国連経済社会局(UNDESA)が7月29日に発表した「世界人口展望2015年度版」よると、北朝鮮住民の平均寿命が69.9歳で、韓国81.4歳に比べて11.5歳短いことが明らかになったと米政府系のボイス・オブ・アメリカ(VOA)が伝えている。

また、北朝鮮の人口は、当面の間増加が続くも、2050年以降は減少に転じる見通しだ。

1990年から95年までの北朝鮮と韓国の平均寿命は70歳、73歳と大きな差はなかったが、90年代後半の「苦難の行軍」で数十万人が餓死した影響で、北朝鮮だけが相対的に平均寿命が短くなった。

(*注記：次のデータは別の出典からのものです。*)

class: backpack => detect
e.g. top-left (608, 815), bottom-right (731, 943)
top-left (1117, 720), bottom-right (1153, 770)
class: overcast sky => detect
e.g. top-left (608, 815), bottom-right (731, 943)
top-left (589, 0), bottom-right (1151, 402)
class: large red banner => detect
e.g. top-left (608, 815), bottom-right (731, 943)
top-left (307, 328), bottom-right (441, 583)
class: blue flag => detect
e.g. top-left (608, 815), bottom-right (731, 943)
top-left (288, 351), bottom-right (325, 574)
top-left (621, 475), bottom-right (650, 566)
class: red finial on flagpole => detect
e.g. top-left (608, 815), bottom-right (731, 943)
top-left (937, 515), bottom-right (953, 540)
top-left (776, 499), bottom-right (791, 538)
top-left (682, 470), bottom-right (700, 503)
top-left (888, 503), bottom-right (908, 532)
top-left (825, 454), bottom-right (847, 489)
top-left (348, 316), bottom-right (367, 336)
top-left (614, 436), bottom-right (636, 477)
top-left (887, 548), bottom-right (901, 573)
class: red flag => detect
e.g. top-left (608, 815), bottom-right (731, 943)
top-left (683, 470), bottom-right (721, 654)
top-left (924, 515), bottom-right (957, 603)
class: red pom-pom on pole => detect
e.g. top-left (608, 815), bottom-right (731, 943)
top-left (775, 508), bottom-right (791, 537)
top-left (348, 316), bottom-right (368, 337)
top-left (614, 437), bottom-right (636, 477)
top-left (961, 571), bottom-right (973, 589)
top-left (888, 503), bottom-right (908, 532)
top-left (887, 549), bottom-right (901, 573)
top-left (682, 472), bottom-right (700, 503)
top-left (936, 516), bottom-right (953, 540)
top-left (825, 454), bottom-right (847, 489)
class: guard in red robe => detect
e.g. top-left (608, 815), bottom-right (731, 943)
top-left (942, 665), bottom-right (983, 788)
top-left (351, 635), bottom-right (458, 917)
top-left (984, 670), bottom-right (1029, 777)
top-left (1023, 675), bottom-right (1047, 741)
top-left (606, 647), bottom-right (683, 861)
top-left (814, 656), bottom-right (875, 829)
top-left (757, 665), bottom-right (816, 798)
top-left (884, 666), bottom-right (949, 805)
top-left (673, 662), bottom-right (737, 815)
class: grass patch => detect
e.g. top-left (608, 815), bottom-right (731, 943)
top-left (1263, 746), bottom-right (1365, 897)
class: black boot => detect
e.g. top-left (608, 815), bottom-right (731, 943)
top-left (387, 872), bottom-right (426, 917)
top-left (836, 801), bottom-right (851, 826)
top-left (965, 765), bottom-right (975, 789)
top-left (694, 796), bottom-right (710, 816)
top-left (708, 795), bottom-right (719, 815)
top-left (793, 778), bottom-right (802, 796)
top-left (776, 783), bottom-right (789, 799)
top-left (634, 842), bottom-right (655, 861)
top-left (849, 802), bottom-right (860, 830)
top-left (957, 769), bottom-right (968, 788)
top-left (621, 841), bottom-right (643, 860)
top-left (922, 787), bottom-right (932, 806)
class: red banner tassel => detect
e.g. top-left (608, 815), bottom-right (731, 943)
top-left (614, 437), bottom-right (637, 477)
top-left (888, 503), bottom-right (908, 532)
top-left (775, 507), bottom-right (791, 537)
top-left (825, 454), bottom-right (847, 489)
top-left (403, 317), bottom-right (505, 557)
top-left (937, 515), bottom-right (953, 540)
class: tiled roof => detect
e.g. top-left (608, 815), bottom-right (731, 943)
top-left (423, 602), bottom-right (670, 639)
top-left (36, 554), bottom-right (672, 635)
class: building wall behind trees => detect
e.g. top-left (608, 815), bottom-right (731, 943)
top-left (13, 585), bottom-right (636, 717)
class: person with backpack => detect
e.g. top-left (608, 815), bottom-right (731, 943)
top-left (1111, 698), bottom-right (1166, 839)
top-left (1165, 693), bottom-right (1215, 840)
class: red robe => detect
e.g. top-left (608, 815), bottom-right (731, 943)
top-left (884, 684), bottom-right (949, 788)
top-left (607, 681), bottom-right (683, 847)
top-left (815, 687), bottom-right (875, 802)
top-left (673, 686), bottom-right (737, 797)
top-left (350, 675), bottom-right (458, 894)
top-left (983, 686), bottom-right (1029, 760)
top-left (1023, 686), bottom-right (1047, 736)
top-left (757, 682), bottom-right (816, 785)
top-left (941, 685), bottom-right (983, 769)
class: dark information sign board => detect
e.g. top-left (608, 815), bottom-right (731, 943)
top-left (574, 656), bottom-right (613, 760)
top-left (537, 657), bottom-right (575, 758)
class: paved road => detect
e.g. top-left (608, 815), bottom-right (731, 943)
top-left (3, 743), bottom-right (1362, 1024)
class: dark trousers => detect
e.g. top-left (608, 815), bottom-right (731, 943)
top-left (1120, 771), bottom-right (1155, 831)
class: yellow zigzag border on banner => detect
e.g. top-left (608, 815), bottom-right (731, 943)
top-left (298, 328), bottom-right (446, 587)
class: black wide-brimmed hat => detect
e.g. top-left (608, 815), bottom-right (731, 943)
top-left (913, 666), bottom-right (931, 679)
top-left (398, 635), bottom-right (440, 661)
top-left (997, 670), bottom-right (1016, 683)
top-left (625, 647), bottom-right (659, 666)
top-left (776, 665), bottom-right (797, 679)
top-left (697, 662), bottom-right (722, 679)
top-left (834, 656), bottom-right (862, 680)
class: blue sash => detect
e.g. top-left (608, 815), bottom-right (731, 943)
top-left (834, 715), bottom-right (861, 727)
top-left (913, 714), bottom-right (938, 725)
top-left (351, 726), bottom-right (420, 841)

北朝鮮の平均寿命は2010年以降増加に転じたが、世界の平均寿命に追い付くのは2024年頃と見られている。しかし、韓国の平均寿命に追い付くことは難しいと思われる。

国連の分析によると、韓国の平均寿命は2050年に87.7歳、2100年には93.6歳まで伸びると予想されているが、こうした世界的な流れと同様に、北朝鮮では高齢化も進むものと予測されている。

国連は、現在は12.5%にとどまっている北朝鮮の高齢化率が、2050年には24.4%に達すると分析。また、平均年齢も33.9歳から2050年には41歳、2100年には46歳に達すると見られている。

韓国の平均年齢は2050年には53.9歳に達し、日本の53.5歳より高齢化が激しくなるとの見通しだ。

また、北朝鮮の人口は現在2520万人で、当面の間は増加を続け、2050年には2680万人に達するが、それ以降は減少に転じて2100年には2500万人まで減少するものと思われる。現在5000万人を超えた韓国の人口は、2035年以降減少に転じて、2100年には4000万人まで減少するものと思われる。

北朝鮮の「合計特殊出生率」は、2015年現在2人だが、2100年には1.83人まで減少すると思われる。逆に韓国は、1.26人から2100年には1.76人に増加すると予測されている。